An excerpt for Ed Feulner's opinion piece Kyoto's pointless promises from the IndyStar:
China's CO2 emissions rose 8 percent last year, after jumping more than 11 percent in each of the two previous years. According to a Dutch study, China alone accounted for two-thirds of the growth in global greenhouse-gas emissions in 2007, and its current lead over the United States in such emissions is only expected to grow.
Contrast that with our environmental record.
The U.S. government estimates that energy-related carbon dioxide emissions increased by just 1.6 percent in 2007, after dropping 1.5 percent the year before. The growth in our emissions is less than the growth of our gross domestic product, meaning we've improved the economy while reducing the growth in our emissions.
And we're doing that without being part of the Kyoto treaty.

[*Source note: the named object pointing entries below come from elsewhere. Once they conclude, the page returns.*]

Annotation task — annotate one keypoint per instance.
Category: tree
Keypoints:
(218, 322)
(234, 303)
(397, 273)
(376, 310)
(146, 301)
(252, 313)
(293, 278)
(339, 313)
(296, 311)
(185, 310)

Indeed, few people would know this fact because the US is generally portrayed by the main stream media as the guilty culprit when it comes to emissions of so-called "greenhouse gases". More on the Kyoto Accord:
That 1997 agreement requires the 37 countries that signed it to slash emissions by a combined 5.2 percent below 1990 levels by 2012. But the treaty is a pipe dream. Instead of falling, the United Nations reported that such emissions are nearing "an all-time high." Greenhouse gas emissions from the Kyoto signers increased 2.6 percent between 2000 and 2005.
Yet we have seen no increase in world temperatures in the past ten years and scientists are now forcasting a period of
global cooling lasting maybe one or two decades.
Signing Kyoto may allow a country to claim it's a good "global citizen," but many of those citizens aren't keeping their promises. The U.N. reports Kyoto signers Austria, New Zealand and Canada have all increased their emissions over 1990 levels -- by 14, 23 and 54 percent, respectively.
In fact, the U.N. admits that the only reason the world might meet Kyoto's goal (a 5 percent reduction from 1990 emissions levels by 2012) is because the economies of so many Eastern European economies collapsed when the Iron Curtain fell. In other words, only a domestic recession will allow the planet to hit Kyoto's target.
Feulner goes on to discuss the economics of Kyoto and the failure of the US congress to pass the Lieberman-Warner climate change bill because
"it would slash our national GDP by at least $1.7 trillion by the year 2030".
Yet despite the failure of the majority of Kyoto's signatories to meet their emissions reductions targets, and despite the minimal effect on world temperatures that fully implemented Kyoto CO2 reductions would bring (0.07 degrees Celsius reduction in global temperatures by 2050), the world marches on toward Kyotocide with the UN leading the charge for a new "son of Kyoto" treaty which would reduce CO2 emissions even further.
I'll close with Feulner's final comment:
The world doesn't need a new Kyoto -- the treaty that accomplished nothing but takes the gold medal for uselessness and hypocrisy.